Our company has been a leader in creating public and private partnerships that enable us to recruit talented colleagues who reflect the communities where our facilities are located. Our approach includes leveraging relationships to cultivate diverse talent, encouraging students to pursue a pharmacy career and attracting and retaining mature workers (aged 50 or older).
The CVS Caremark Workforce Initiatives team supports the hiring, training, development and retention of quality colleagues. In communities nationwide, these programs create career opportunities and help promote successful employment transitions.
Our Workforce Initiatives team works with hundreds of nonprofits, schools, faith-based organizations and government agencies to find people who want to work, but who face barriers such as a disability, lack of education or age. They then offer job skills training and work experience, as well as vocational and career advancement opportunities through a variety of programs.
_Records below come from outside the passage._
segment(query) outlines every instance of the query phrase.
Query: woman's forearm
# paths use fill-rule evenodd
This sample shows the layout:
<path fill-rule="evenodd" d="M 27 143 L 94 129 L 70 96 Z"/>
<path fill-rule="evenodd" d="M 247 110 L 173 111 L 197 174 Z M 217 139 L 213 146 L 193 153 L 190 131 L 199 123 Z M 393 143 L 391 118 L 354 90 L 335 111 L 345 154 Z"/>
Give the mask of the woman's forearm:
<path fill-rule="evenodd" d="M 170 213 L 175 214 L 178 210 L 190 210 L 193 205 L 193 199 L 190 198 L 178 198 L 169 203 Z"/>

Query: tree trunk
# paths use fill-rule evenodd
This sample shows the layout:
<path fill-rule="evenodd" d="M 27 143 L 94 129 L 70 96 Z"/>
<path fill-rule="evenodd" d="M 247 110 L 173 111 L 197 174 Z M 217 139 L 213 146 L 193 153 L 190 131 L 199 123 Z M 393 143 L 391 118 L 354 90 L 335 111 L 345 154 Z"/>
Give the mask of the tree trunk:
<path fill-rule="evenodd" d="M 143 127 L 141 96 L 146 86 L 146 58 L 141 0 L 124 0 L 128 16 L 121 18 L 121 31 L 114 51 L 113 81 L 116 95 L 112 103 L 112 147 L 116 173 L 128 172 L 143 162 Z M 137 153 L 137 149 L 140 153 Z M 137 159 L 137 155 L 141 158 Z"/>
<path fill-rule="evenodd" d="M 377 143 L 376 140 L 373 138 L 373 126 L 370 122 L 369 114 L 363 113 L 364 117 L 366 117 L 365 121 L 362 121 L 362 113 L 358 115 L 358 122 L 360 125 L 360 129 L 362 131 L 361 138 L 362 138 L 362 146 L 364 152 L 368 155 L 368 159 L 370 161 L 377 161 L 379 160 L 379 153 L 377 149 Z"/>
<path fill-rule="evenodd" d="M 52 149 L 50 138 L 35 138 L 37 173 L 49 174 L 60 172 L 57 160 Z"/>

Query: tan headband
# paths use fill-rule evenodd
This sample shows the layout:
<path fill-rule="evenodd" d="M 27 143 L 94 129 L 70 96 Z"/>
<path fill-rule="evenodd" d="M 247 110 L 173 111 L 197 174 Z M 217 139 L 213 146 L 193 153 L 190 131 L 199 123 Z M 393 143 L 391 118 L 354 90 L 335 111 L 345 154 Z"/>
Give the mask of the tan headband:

Through our workforce initiatives, we partner with government agencies, nonprofits and educational institutions to support our hiring needs and provide underserved populations with job opportunities. These initiatives include:
One-Stop Career Centers, established by the federal government in 1998, provide assistance for job seekers. In 2000, CVS/pharmacy joined forces with a One-Stop Career Center in Washington, D.C. by adding a CVS Regional Learning Center inside the center - creating the first government/corporate One-Stop partnership in the nation. Since then we have opened eight more Regional Learning Centers in major cities, and installed mock CVS stores in each one, where training is delivered to both new and current colleagues. In 2007, 8,000 colleagues received training at our One-Stop Career Centers.
We began our Welfare-to-Work training program in 1996, and have since hired more than 60,000 people who had been on public assistance. In 2007, 7,500 people were hired through this program. More than 60 percent of colleagues hired since the program's inception are still actively employed, and a majority of them have been promoted more than once.